Gerade aus einer These zur Krankheitsentstehung bezieht aber die hier in Rede stehende Behandlungsweise ihre Rechtfertigung, indem sie postuliert, dass die unterschiedlichsten Krankheitserscheinungen auf eine gestörte Darmfunktion und eine daraus erwachsende Vergiftung des Organismus zurückzuführen seien. Aus diesem Erklärungsmodell ergibt sich die Diagnose der Autointoxikation und zugleich der erwartete Heilungserfolg durch Darmreinigung und -entschlackung. Hängt der Nutzen einer Behandlung in dieser Weise im Wesentlichen von der Tragfähigkeit der Diagnose ab, so kann das Behandlungskonzept als Ganzes nur dann einer besonderen Therapierichtung zugerechnet werden, wenn gerade auch die grundlegenden Hypothesen zur Krankheitsverursachung Teil des Denkansatzes dieser Therapierichtung sind. Das ist jedoch nicht der Fall. Soweit die Darmreinigung mit Wasser und natürlichen Zusätzen ohne chemische Substanzen sowie mit dem dafür entwickelten, besonders schonend arbeitenden Gerät durchgeführt wird, mag die Methode in der Tat der Naturheilkunde zuzurechnen sein, wie das LSG unter Hinweis auf Stellungnahmen der Bundesärztekammer und des Zentralverbandes der Ärzte für Naturheilverfahren angenommen hat; da die Darmreinigung das zentrale Element der CHT darstellt, mag es auch gerechtfertigt sein, die fragliche Technik vereinfachend mit dem Namen der "Colon-Hydro-Therapie" zu belegen. Für die Einordnung der Behandlungsmethode als Ganzes ist damit aber nichts gewonnen, denn sie darf nicht losgelöst vom theoretischem Ansatz der Methode erfolgen.
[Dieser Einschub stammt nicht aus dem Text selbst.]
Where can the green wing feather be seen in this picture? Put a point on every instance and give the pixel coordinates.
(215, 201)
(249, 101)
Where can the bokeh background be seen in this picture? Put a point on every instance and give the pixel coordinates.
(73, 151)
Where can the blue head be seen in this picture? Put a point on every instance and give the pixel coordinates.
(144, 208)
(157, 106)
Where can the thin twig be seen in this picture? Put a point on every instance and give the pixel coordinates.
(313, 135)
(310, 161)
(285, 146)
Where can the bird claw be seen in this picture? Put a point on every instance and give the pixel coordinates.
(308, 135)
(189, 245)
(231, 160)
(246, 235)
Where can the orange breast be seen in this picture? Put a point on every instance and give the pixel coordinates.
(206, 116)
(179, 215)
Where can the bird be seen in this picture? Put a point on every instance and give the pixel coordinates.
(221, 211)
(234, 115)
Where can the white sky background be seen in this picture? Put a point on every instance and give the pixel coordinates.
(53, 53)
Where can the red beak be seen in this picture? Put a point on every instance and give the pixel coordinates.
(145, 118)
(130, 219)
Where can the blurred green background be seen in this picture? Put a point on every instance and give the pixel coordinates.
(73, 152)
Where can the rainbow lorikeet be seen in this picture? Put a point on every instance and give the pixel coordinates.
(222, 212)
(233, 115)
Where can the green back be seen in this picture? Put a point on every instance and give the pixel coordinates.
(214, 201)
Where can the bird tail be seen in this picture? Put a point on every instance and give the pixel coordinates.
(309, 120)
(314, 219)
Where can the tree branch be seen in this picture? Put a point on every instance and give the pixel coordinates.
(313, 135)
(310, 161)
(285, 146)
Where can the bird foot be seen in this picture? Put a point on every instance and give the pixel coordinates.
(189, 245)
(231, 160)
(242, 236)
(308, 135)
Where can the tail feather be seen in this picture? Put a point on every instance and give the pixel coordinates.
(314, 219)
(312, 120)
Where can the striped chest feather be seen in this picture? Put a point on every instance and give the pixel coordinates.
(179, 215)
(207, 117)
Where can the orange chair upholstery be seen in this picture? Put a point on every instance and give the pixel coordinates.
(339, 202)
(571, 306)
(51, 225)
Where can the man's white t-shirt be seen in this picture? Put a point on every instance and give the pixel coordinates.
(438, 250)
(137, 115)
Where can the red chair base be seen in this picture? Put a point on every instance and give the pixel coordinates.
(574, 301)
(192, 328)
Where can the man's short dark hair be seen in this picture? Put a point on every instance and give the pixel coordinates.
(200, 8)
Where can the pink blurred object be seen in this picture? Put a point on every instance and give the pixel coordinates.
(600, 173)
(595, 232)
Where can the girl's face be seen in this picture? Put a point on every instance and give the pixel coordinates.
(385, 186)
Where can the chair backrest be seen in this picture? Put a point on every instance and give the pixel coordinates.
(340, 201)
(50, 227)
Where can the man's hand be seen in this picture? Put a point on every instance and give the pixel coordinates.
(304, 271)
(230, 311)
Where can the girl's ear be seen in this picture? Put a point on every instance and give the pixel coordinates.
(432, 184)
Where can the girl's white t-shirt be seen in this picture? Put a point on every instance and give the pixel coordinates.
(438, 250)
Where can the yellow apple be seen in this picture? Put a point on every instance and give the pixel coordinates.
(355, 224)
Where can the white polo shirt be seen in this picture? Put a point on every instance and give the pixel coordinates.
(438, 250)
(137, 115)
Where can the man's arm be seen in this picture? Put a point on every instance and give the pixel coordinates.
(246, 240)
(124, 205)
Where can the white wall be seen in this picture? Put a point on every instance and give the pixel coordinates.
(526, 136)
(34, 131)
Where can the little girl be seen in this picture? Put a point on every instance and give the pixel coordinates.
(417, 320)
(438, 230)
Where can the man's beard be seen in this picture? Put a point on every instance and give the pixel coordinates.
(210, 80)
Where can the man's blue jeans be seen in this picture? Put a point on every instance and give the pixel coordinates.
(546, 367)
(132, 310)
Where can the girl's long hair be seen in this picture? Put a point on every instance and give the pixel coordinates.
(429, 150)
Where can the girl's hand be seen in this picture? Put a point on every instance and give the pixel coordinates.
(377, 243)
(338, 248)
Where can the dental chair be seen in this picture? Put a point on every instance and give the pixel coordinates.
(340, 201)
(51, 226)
Da sich die von den Befürwortern der CHT vertretene These zur Krankheitsentstehung auf keine besondere Therapierichtung stützen lässt, gelten keine anderen als die schon erörterten Kriterien für die Zweckmäßigkeit der angewandten Behandlungsmethode. Insoweit hat der Senat bereits in anderem Zusammenhang entschieden, dass eine Therapie, deren Nutzen in hohem Maße von der sie tragenden Erklärung der Krankheitsursache und der darauf beruhenden Diagnose abhängt, nur dann dem Zweckmäßigkeitserfordernis des Gesetzes entspricht, wenn die bei der Bewertung der Krankheitsursachen zu Grunde gelegten Annahmen mit den allgemein anerkannten Erkenntnissen der medizinischen Wissenschaft in Einklang stehen (Urteil vom 6. Oktober 1999 - BSGE 85, 56, 62 = SozR 3-2500 § 28 Nr 4 S 20 f). Wie bereits ausgeführt, ist die Ausgangsthese von der krankheitsverursachenden Wirkung einer bei Störungen der Darmfunktion angenommenen Vergiftung und Schwächung des Immunsystems keine in der medizinischen Wissenschaft gesicherte Erkenntnis. Außerdem ist mit dem behaupteten Ursachenzusammenhang noch nicht belegt, dass wiederholte Darmspülungen die Darmfunktion dauerhaft verbessern und deshalb zum Heilungseffekt beitragen könnten. Mangels hinreichender Nachweise für einen Nutzen der in der Klinik Z. angewandten Behandlungsmethode kann der Kostenerstattungsanspruch der Klägerin auch dann nicht begründet werden, wenn von einer stationären Behandlung ausgegangen wird.

Da das LSG die Berufung demnach zu Recht zurückgewiesen hat, war auch die Revision zurückzuweisen.

Die Kostenentscheidung beruht auf § 193 SGG.